Patrizio’s original passion was for acting (he even had a role in a Spanish Soap Opera!) but over the years found himself attracted to travel and other pursuits. He has lived all over Europe but was raised in Madrid in a home constantly bustling with friends and relatives. Every holiday, his mother would fill the kitchen with food to entertain their many guests, and one of her staple desserts was red wine poached pears. She would make them every year and it quickly became a highly requested tradition by everyone who visited.

Patrizio has evolved his mother’s recipe to include the Underwood Pinot Noir, because he says the combination of tannins and fruit forward flavor work perfectly to complement the aromatic spices as well as the sweetness the pears.

PINOT POACHED PEARS

Pinot Poached Pears

 

4 Bosc pears. Not overly ripe or too soft.

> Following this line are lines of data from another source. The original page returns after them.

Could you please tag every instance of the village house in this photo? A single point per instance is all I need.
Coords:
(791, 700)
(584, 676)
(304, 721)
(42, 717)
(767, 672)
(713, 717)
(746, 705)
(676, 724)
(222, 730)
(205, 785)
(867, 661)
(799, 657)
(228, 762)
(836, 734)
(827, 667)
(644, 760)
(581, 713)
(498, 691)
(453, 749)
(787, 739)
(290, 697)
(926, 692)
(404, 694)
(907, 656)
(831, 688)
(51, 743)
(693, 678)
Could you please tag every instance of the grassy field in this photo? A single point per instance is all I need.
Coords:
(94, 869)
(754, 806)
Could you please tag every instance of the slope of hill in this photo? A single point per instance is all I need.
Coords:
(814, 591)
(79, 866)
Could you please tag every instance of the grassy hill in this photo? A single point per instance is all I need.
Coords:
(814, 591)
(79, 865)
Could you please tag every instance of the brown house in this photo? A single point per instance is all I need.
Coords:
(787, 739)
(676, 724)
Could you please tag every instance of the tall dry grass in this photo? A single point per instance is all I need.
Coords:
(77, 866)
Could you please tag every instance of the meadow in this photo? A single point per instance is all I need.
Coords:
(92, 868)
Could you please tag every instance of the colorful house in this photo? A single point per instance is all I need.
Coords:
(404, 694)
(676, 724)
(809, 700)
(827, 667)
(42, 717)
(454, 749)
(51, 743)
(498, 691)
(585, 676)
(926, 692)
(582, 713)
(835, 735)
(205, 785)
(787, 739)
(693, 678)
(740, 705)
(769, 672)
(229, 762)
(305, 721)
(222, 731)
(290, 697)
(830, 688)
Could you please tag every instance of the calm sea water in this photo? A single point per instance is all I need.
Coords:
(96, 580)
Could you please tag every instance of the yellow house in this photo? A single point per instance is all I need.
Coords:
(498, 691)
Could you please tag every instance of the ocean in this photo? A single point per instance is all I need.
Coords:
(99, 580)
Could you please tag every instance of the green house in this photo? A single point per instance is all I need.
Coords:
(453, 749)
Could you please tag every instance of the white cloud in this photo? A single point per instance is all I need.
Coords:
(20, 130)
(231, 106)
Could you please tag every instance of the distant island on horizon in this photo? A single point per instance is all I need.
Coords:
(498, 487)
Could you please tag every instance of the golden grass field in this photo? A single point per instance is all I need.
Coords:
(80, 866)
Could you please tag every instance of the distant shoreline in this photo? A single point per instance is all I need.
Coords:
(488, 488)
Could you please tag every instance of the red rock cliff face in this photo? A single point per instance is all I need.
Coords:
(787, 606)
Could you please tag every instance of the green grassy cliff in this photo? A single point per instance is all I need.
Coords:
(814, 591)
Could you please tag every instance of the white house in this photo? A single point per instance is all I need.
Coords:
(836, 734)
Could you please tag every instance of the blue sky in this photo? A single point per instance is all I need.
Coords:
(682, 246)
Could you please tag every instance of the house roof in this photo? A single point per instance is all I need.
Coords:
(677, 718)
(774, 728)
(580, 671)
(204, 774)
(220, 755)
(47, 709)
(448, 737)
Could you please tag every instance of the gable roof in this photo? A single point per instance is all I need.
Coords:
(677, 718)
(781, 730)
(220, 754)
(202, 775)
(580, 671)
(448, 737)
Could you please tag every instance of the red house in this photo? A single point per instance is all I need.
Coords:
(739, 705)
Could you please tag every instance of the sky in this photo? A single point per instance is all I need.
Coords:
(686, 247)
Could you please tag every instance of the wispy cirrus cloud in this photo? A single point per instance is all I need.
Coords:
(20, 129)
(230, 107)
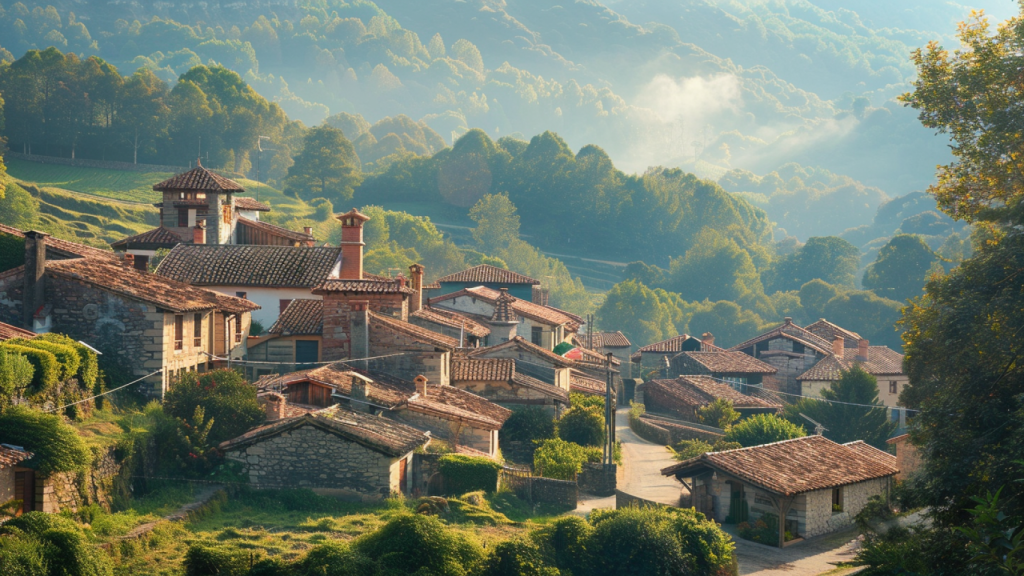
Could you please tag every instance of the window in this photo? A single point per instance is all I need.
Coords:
(198, 330)
(179, 328)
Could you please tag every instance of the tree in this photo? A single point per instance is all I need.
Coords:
(901, 268)
(325, 168)
(763, 428)
(845, 422)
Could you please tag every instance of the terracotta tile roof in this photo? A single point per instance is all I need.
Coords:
(379, 434)
(160, 236)
(486, 274)
(882, 361)
(525, 346)
(728, 362)
(454, 320)
(11, 455)
(674, 343)
(250, 204)
(199, 178)
(64, 248)
(270, 266)
(303, 317)
(547, 315)
(275, 231)
(790, 331)
(418, 333)
(7, 332)
(701, 391)
(827, 331)
(791, 466)
(165, 293)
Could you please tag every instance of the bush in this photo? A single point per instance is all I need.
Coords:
(763, 428)
(468, 474)
(582, 425)
(46, 370)
(225, 398)
(411, 543)
(88, 370)
(68, 359)
(56, 446)
(562, 460)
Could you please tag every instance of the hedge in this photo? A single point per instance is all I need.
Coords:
(45, 366)
(468, 474)
(67, 356)
(88, 370)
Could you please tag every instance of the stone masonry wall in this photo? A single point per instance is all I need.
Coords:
(310, 457)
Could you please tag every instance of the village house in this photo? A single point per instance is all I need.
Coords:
(816, 485)
(683, 397)
(457, 416)
(654, 357)
(202, 207)
(509, 317)
(498, 380)
(269, 276)
(519, 286)
(333, 451)
(146, 323)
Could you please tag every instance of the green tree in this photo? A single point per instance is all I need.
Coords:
(763, 428)
(844, 421)
(901, 268)
(325, 168)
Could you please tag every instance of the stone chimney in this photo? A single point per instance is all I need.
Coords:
(34, 296)
(839, 343)
(416, 273)
(274, 407)
(351, 244)
(358, 329)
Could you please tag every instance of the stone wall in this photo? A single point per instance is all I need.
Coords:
(309, 457)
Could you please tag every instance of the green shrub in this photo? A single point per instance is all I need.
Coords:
(562, 460)
(763, 428)
(467, 474)
(67, 356)
(583, 425)
(88, 370)
(46, 370)
(417, 543)
(56, 446)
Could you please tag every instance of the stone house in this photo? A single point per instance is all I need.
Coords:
(816, 485)
(449, 413)
(293, 342)
(519, 286)
(146, 322)
(683, 396)
(269, 276)
(498, 380)
(203, 207)
(654, 357)
(509, 317)
(332, 451)
(531, 360)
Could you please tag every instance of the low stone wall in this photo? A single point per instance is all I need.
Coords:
(596, 480)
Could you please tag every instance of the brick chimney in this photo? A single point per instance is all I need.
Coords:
(862, 350)
(839, 343)
(416, 273)
(34, 296)
(351, 244)
(274, 407)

1 bottle of Underwood Pinot Noir

2 cloves

1 star anise

2 cinnamon stick

2 long strips of orange peel

½ cup of sugar

4 or 5 cardamom pods (optional)

 

Combine all ingredients (except the pears) in a saucepan and bring to a boil. Reduce heat and let simmer for ten minutes.  While simmering, peel the pears, cut in half and hollow out seeds with a melon baller or paring knife.

peel the pears cut in half and hollow out seeds

 

Place the pears into the poaching liquid, reduce heat to low, simmering for about 20 minutes. Try and turn the pears every 5 minutes so that they cook and color evenly.

Pears will be ready when cooked through but still firm.

, simmering for about 20 minutes

Let the pears cool at room temperature and then refrigerate for three hours. During refrigeration time, turn the pears often to ensure an even coating.

Place the pears on serving plates. Put the poaching liquid back on the stove, bring to a boil, and reduce it to a syrupy consistency. Let the liquid cool and strain while gently drizzling the pears. For an even better result, serve with vanilla ice cream, vanilla/whipped mascarpone cheese or cool whip.

PINOT POACHED PEARS

 

Patrizio Zarate-Zambrano brings with him a deep passion for wine and an extensive knowledge of the industry that spans the globe. With family from both Spain and Italy, he has lived all across Europe. Now residing in Cincinnati, although the scenery may have changed, his home is always filled with delicious food and great wine. When he’s not cooking or playing racquetball, he’s out walking with his two beloved rescue dogs.